0
0
MlopsHow-ToBeginner · 4 min read

How to Use RobustScaler in sklearn with Python

Use RobustScaler from sklearn.preprocessing to scale features by removing the median and scaling according to the interquartile range. Fit the scaler on training data with fit() and transform data with transform() or both at once with fit_transform().
📐

Syntax

The RobustScaler class is imported from sklearn.preprocessing. You create an instance with optional parameters like with_centering and with_scaling. Use fit() to learn scaling parameters from data, transform() to apply scaling, or fit_transform() to do both in one step.

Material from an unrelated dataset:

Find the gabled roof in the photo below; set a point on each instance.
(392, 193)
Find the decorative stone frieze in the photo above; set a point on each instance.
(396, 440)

  • RobustScaler(): Creates the scaler object.
  • fit(X): Computes median and interquartile range from data X.
  • transform(X): Scales data X using learned parameters.
  • fit_transform(X): Fits and transforms data X in one call.
python
from sklearn.preprocessing import RobustScaler

scaler = RobustScaler(with_centering=True, with_scaling=True)
scaler.fit(X_train)  # Learn median and IQR from training data
X_train_scaled = scaler.transform(X_train)  # Scale training data
X_test_scaled = scaler.transform(X_test)  # Scale test data using same parameters
💻

Example

This example shows how to use RobustScaler to scale a small dataset with outliers. It fits the scaler on training data, transforms both training and test data, and prints the results.

python
from sklearn.preprocessing import RobustScaler
import numpy as np

# Sample data with outliers
X_train = np.array([[1, 2], [2, 3], [100, 200], [3, 4], [4, 5]])
X_test = np.array([[5, 6], [6, 7], [300, 400]])

# Create and fit scaler
scaler = RobustScaler()
X_train_scaled = scaler.fit_transform(X_train)
X_test_scaled = scaler.transform(X_test)

print("Scaled training data:")
print(X_train_scaled)
print("\nScaled test data:")
print(X_test_scaled)
Output
Scaled training data: [[-0.4 -0.4] [-0.2 -0.2] [ 9.6 9.6] [ 0. 0. ] [ 0.2 0.2]] Scaled test data: [[0.4 0.4] [0.6 0.6] [14.8 14.8]]
⚠️

Common Pitfalls

Common mistakes when using RobustScaler include:

  • Fitting the scaler separately on training and test data, which causes data leakage and inconsistent scaling.
  • Not fitting the scaler before transforming data, leading to errors.
  • Using RobustScaler when data does not have outliers, where StandardScaler might be better.
python
from sklearn.preprocessing import RobustScaler
import numpy as np

X_train = np.array([[1, 2], [2, 3], [3, 4]])
X_test = np.array([[4, 5], [5, 6]])

# Wrong: fitting scaler separately on test data
scaler_train = RobustScaler()
X_train_scaled = scaler_train.fit_transform(X_train)

scaler_test = RobustScaler()
X_test_scaled_wrong = scaler_test.fit_transform(X_test)  # Wrong: fits on test data

# Right: fit on train, transform test
X_test_scaled_right = scaler_train.transform(X_test)

print("Wrong scaled test data:")
print(X_test_scaled_wrong)
print("\nRight scaled test data:")
print(X_test_scaled_right)
Output
Wrong scaled test data: [[-1. -1. ] [ 1. 1. ]] Right scaled test data: [[1. 1.] [2. 2.]]
📊

Quick Reference

ParameterDescriptionDefault
with_centeringWhether to center data before scaling (subtract median)True
with_scalingWhether to scale data to IQR (interquartile range)True
quantile_rangeRange of quantiles used to calculate IQR (min, max)(25.0, 75.0)
copyWhether to perform operation in-place or copy dataTrue

Key Takeaways

Always fit RobustScaler on training data only, then transform test data to avoid data leakage.
RobustScaler scales data using median and interquartile range, making it robust to outliers.
Use fit_transform() to fit and scale training data in one step for convenience.
Avoid fitting the scaler separately on test data to keep consistent scaling.
RobustScaler is best when your data contains outliers that affect mean and variance.